Title: Laptops - FreeBSD Wiki

they left again

Thanks0

s/0/./

wiki.freebsd.org/Laptops#A-F seems to be saying some Dell Vostro models work. Is yours one of those?

Title: Laptops - FreeBSD Wiki

i checked the website for my model, it is too new, it's a Vostro 5630

the older ones as i've checked from tutorials seem to have legacy boot

this thread: forums.freebsd.org/threads/unable-t…freebsd-bios-freezes-with-usb.83575 seems to have an idea, but i need another usb for that..

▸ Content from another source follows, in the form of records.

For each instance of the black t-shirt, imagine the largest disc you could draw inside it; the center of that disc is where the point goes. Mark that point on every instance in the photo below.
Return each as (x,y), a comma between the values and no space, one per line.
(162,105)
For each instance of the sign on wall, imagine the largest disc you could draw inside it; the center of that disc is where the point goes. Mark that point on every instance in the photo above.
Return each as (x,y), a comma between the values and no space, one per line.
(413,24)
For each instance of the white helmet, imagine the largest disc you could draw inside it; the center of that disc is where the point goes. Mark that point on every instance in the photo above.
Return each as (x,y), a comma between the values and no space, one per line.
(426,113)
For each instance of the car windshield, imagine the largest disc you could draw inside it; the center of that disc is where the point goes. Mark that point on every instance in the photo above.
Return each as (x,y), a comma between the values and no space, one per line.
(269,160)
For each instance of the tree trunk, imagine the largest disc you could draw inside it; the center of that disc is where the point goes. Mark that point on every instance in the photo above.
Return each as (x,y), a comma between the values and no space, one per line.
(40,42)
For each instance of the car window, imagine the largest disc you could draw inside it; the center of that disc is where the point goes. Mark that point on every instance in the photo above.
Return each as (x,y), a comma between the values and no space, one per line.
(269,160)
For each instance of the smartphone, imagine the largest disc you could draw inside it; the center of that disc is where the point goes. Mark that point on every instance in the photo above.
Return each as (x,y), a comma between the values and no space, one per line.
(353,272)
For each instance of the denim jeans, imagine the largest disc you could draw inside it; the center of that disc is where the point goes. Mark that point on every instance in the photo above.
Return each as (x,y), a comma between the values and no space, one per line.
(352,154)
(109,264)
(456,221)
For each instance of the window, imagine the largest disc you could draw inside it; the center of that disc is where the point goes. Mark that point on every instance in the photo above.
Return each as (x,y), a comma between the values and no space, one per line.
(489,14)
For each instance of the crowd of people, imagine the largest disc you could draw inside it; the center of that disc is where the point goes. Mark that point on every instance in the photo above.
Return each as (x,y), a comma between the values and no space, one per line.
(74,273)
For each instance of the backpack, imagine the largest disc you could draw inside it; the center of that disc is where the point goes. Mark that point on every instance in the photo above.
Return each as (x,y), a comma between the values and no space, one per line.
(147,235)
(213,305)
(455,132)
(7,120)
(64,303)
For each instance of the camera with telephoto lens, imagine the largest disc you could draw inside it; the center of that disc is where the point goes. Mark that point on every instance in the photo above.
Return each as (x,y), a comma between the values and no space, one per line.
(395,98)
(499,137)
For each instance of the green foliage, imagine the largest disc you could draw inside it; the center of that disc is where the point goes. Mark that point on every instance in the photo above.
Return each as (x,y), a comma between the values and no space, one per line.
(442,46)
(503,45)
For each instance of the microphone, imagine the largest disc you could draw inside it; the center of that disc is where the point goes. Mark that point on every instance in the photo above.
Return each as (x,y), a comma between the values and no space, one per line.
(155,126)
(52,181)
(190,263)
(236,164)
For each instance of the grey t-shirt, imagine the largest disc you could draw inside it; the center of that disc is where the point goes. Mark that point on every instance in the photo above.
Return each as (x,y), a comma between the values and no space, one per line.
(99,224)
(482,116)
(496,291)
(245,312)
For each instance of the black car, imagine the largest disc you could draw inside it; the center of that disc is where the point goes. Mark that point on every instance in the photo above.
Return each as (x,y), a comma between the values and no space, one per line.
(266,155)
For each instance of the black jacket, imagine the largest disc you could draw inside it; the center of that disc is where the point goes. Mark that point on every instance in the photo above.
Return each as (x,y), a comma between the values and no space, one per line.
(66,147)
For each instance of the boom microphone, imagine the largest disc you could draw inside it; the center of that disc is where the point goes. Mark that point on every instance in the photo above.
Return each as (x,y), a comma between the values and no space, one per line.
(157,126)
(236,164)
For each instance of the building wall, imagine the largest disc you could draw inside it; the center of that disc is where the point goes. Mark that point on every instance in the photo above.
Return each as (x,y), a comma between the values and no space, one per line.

Title: Unable to install FreeBSD, BIOS freezes with USB | The FreeBSD Forums

That doesn't mean it can't be made to work, just that no one has reported on it.

i do believe there should be a way, i guess i will set up a forum post with more details and pictures

Good luck!

mage: The problem with my jail that I was talking a bit yesterday is that I'm not able to install any packages as it seems to say insufficient privileges when it's mounted ro for the most part and only specific ones are read-write. For reference I tried to install via the pkg tool, with: "pkg -j bind install bind"

Quick opinions, how much of this do you agree with? youtube.com/watch?v=YsBxS2WswBw&t=3447s

Title: Michael W. Lucas talks FreeBSD (and whatever else he wants) - YouTube

57:30 - 59:15 (link is timestamped, too)

Specifically the part where he said "80% of people use pf; that's where the loves goes", which got me wondering how much dev activity ipfw sees vs. pf.

I only use ipfw on FreeBSD, so I guess I'm part of the 20%. Alternately, his numbers are made up.

50% each here; new firewalls would be pf

Sorry I forgot one machine not running that has pf installed. So 66.7% (out if 3) in favor of pf

_xor: is there a resoning for the claim that pf is _the_ modern firewall?

so from what I want and need from a firewall pf and ipfw has these features, and I prefere the ipfw config style

Used to use ipfw before pf got on the scene, then took a break from FreeBSD, then came back to FreeBSD in 2019 and decided to look at pf since it was an option then. I find the pf syntax - or maybe its description in pf.conf(5) - slightly less confusing, so pf it is. Which doesn't contribute much to overall ratio, since I only have one computer.

V_PauAmma_V, What are you talking about? That's 100% pf on your side!

For 1 computer. I doubt that's anything but background noise in the overall ratio.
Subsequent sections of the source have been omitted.